PITTSBURGH Applying reconfigurable logic, researchers at Carnegie Mellon University have created a programmable data path architecture that can virtualize hardware through self-managed dynamic reconfiguration.
Unlike other run-time reconfigurable devices, the architecture manages its own reconfiguration without any host or user interaction. This virtualization of the hardware can be made by run-time configuration of the programmable hardware fabric.
A Carnegie Mellon research team headed by Herman Schmit and David Whelihan combined efforts with STMicroelectronics to implement the architecture, called PipeRench. It uses a six-metal-layer 0.18-micron CMOS technology resulting in 3.65 million transistors running at 120 MHz. Details of the chip were presented in a paper at the Custom Integrated Circuits conference earlier this year.
With numerically intensive applications in mind, the chip was designed for portability and scalability without needing redesign. According to the paper, the architecture uses a six-stage or stripe virtual hardware pipeline. The system reconfigures itself with on-chip configuration bits for specifying the virtual hardware. The configuration file is moved from on-chip memory into the configurable pipeline.

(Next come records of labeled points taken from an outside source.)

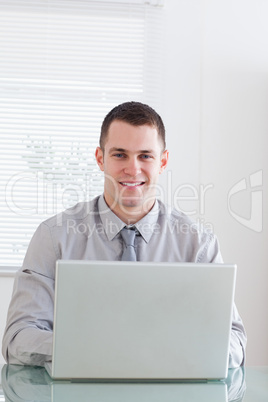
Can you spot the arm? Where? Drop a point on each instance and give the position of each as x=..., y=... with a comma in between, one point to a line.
x=210, y=252
x=28, y=334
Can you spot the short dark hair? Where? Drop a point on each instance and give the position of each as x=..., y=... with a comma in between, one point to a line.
x=136, y=114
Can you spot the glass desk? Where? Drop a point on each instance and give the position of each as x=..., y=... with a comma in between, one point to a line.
x=24, y=383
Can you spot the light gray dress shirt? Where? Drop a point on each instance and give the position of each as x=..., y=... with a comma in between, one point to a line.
x=91, y=231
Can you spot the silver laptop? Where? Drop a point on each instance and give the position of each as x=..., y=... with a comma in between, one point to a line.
x=142, y=321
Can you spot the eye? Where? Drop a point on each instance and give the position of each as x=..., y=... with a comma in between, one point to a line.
x=118, y=155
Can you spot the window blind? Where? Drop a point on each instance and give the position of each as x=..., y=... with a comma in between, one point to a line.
x=63, y=65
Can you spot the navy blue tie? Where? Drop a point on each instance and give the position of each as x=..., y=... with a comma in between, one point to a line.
x=129, y=253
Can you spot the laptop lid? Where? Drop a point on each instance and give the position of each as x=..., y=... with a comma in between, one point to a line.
x=125, y=320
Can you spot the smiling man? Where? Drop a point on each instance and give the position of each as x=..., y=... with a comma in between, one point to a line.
x=131, y=157
x=132, y=154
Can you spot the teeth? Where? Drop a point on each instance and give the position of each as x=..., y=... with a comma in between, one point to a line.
x=132, y=184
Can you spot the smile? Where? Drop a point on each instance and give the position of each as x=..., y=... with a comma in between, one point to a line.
x=131, y=184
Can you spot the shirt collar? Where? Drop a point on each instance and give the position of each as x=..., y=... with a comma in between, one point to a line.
x=113, y=225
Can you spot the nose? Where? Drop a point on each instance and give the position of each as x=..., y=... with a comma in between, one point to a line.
x=132, y=167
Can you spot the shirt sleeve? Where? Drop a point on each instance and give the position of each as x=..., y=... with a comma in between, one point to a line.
x=210, y=252
x=28, y=335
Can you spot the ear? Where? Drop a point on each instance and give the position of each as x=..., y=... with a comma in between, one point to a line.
x=99, y=158
x=164, y=161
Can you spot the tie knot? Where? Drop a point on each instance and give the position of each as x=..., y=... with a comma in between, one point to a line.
x=128, y=235
x=129, y=253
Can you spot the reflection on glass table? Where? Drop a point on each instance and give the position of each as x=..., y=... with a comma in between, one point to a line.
x=25, y=383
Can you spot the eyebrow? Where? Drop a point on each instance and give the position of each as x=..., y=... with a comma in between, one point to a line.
x=142, y=151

Each stripe consists of 16 processing elements (PEs) with their own logic and registers. All of the PEs are interconnected within the stripe. If the stripe is the first in the pipeline, the input is connected to a global bus and if a stripe is last, the output is connected to a global output bus. The research team noted that the PEs also connect to a dedicated line connected to the other PEs in the stripe. This output can be programmed to connect to the outputs of previous stripes or the output of the functional unit, said the researchers. The configuration process takes a single cycle so the pipeline can be configured one cycle before the first data of the pipeline arrives.
There are 3.3-volt and 1.8-V supplies for the I/Os and core. The core is divided into a switch-fabric area and a configuration and logic area.
According to the team, the PipeRench performance is competitive with high-end DSP architectures and more than five times faster than a commercial microprocessor.
Specifically, at 120 MHz, PipeRench executes a 40-tap 16-bit FIR filter at 41.8 Msamples per second. Performance on mainstream applications is in the same range as high-end DSPs such as the C64X family from Texas Instruments Inc.
The researchers said that PipeRench performs this operation at a much lower clock frequency than the high-end DSPs without an actual multiplier within its fabric.
On the Idea encryption application algorithm, it performs encryption or decryption at 450 Mbits/second. The encryption is compiled directly into the hardware. By comparison, an 800-MHz Pentium III processor executes this encryption algorithm at a rate of 75.4 Mbits/s.
The configurable data path approach might ease DSP vs. dedicated processor decisions for real-time critical designs such as media processors. While DSPs offer more flexibility by being programmable, they also devour more watts and will always take a performance hit compared with dedicated chips.